Every boy who is drawn into the world of all-male homosexuality goes there because he is seeking something; for the most part, he is pursuing a masculinity which he failed to achieve as a pubescent. This has been recently most demonstrably revealed by several off-the-cuff remarks made by gay male celebrities: model and fashion designer Colby Melvin said: “I struggled a lot. Especially when I came out, with masculinity and being butch and what it meant to be a man.” Gay soccer star Robbie Rogers mirrored much the same battle when it comes to homosexuality and masculinity while describing the actor he would preferably like to play him on film: “It’s gotta be someone funny, someone who doesn’t care and someone very masculine; someone you wanna grab a beer with.” In both of these men, masculinity is indelibly linked with images of how straight men appear and act; for, they define what masculinity is – even the first pop-culture gay icons, The Village People,” were amalgamated tropes of perceived heterosexual manliness: the cop, the construction worker, and the cowboy. To this day, gay dating internet sites are awash in the most commonly repeated phrases of: “no fems,” “no queens,” “st8-acting only.” As of late, gay theorist Niall Richardson from the University of Sussex, summed it up like this: “‘Straight-acting’ is, arguably, one of the most offensive terms of contemporary slang. To be ‘straight-acting’ is to be ‘masculine’ and the term therefore insists on essentialist ideas of gender in which masculinity is perceived as the inherent property of straight men while gay men can only ‘act’ or ‘pretend’ to be masculine.” Although, Richardson is rallying against this concept – it is a completely valid one. In an all-male commune, masculinity becomes hyperactive and inherently false. In the late-1980s and 90s, I saw this in the Castro with the continuing popularity of the 70s hold-over from the Tom of Finland mystique: leather-clad muscular men usually sporting a mustache.
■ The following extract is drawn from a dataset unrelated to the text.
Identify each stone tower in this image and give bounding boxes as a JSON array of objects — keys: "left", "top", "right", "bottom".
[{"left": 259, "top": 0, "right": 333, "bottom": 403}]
It was an idolization of manliness that morphed into something monstrous: symbolized by the lost male who sought out a string of dominant men to repeatedly take him anally – in an early visit to a bathhouse I witnessed a lone “bottom” with a line of men waiting to mount him. John Steinbeck explored the group-male-think phenomena gone wrong in “of Mice and Men,” through the eyes of a male character’s wife:
“If I catch any one man, and he’s alone, I get along fine with him. But just let two guys get together an’ you won’t talk. Jus’ nothin’ but man…You’re all scared of each other, that’s what. Evr’one of you’s scared the rest goin’ to get something on you.”
In simple language, a world without women is not a world of pure masculinity, but of masculinity unfounded, tenuous, and grossly self-centered. For, without the feminine life-force, masculinity is never fulfilled – it remains locked into a series of clichés. In gay men, therefore, masculinity is never realized. Eventually, it turns on itself and results in further fragmentation: hence, the seemingly endless obsession with over-particularization and fetishizing of various body parts from silicon-engorged penises to grossly elongated nipples. Amongst all of this, the human being is lost; ultimately all that is left is the body, and, in the end, it also destroys itself; for this reason, the gay male community is still plagued by AIDS and a cadre of new and more deadly viruses. The all-male world of gay men is physically, hormonally, and psychologically out-of-balance; the drive towards same-sex marriage, a uniquely heterosexual institution, that gay men once ridiculed as nauseatingly conventional, is a last-ditch attempt at restabilization. Collectively, the current situation has continually reached a point of singularity – a point in space where everything turns into nothingness.